We can investigate when factorization is worthwhile by using the LCA.redo_lci function, and graphing the total time for both factorized and non-factorized calculations. We do this 100 times for each possibility to get a representative sample of possible times:

For ecoinvent 2.2, factorization is worthwhile when doing even two calculations from the same database. For 3.1 cutoff, the initial factorization penalty is bigger, and the break-even point is four calculations. However, as a general rule, factorize when doing multiple calculations, and don't bother for a single calculation.

## Monte Carlo calculations

With Monte Carlo calculations, we can use another trick to make calculations quick. We can't factorize the technosphere matrix, because it changes with each Monte Carlo iteration. But we are assessing the same functional unit each time, which means we can use the supply vector calculated from the first Monte Carlo iteration as an initial guess for the supply vector for each subsequent calculation, and use sparse iterative solvers. The speed advantage of iterative solvers is huge - up to two orders of magnitude. In the following figure, I tested seven iterative solvers, as well as the normal UMFpack direct solver (`spsolve` in the graph), for 100 Monte Carlo iterations, using a different activity from ecoinvent 2.2 each time. To make the comparison fair, I used the same activity and Monte Carlo sample data for each solver method. Note that this graph should have points instead of lines, as each iteration is independent of other iterations, but points are difficult to see.

If we exclude the direct solver, and two slower methods, we can see the differences between the faster iterative methods in more detail:

The default solver in Brightway2 is `cgs`, which also has the lower average time. `cgs` is conjugate gradient squared - you can read about the various techniques in the scipy documentation or elsewhere.
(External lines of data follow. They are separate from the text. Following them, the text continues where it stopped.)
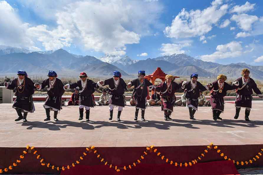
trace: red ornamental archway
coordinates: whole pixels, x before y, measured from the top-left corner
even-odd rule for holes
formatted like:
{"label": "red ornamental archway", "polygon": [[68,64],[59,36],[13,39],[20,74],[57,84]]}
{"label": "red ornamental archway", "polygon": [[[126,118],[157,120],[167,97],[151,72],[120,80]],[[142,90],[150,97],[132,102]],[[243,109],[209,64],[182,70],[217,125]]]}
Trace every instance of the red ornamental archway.
{"label": "red ornamental archway", "polygon": [[[161,69],[161,67],[157,67],[156,70],[151,75],[146,76],[144,78],[146,78],[153,84],[154,84],[155,80],[157,78],[160,78],[163,82],[165,80],[165,76],[167,75],[166,74],[162,71]],[[175,76],[176,78],[180,78],[179,77]],[[152,91],[152,93],[153,93],[153,91]],[[150,96],[149,95],[149,90],[148,89],[148,95],[147,96],[147,99],[150,99]]]}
The difference between `cgs` (conjugate gradient squared), `cg` (conjugate gradient), and `bicgstab` (biconjugate gradient stabilized) is, however, rather small.

The performance of iterative solvers depends on how accurate the initial guess is, and this in turn depends on how much uncertainty is in the technosphere matrix. The cases where the supply vector differed substantially from the initial guess show up as spikes in calculation time, as more work is required to converge on the new supply vector. This difference would also show up as a substantially different LCIA score.

Solver | Minimum | Average | Maximum |
---|---|---|---|

cgs | 0.00020 | 0.00021 | 0.00045 |

cg | 0.00020 | 0.00022 | 0.00038 |

bicgstab | 0.00021 | 0.00023 | 0.00039 |

lgmres | 0.00026 | 0.00028 | 0.00058 |

gmres | 0.00025 | 0.00029 | 0.00055 |

qmr | 0.00082 | 0.01018 | 0.04179 |

bicg | 0.00075 | 0.02279 | 0.27846 |

spsolve | 0.03102 | 0.03553 | 0.04168 |

### Ecoinvent 3.1

The sad truth is that the uncertainty values in ecoinvent 3.1 are much too high, and in my opinion, they were not reviewed in sufficient detail. For example, there is only activity dataset with an exchange that has a listed lognormal sigma (roughly equivalent to a standard deviation) of $1.98 \cdot 10^{138}$, i.e. 2 follow by over 100 zeros, i.e. a big number. This dataset was reviewed and approved by two people at the ecoinvent centre.

In addition to being obviously incorrect, these large values for uncertainties mean that each Monte Carlo iteration will have a supply vector that is substantially different from iteration to iteration. These large differences make the iterative solvers have very poor performance.

## Conclusions

- Install
`bw2speedups`and version 0.16 of`bw2calc`to get a ten-fold increase in LCA calculation performance. - Factorize the technosphere matrix if you are going to do repeated calculations from the same database, but don't bother if only doing one calculation.
- Use one of the conjugate gradient iterative solvers for Monte Carlo calculations.
- Ecoinvent version 3.1 is not yet ready for uncertainty analysis.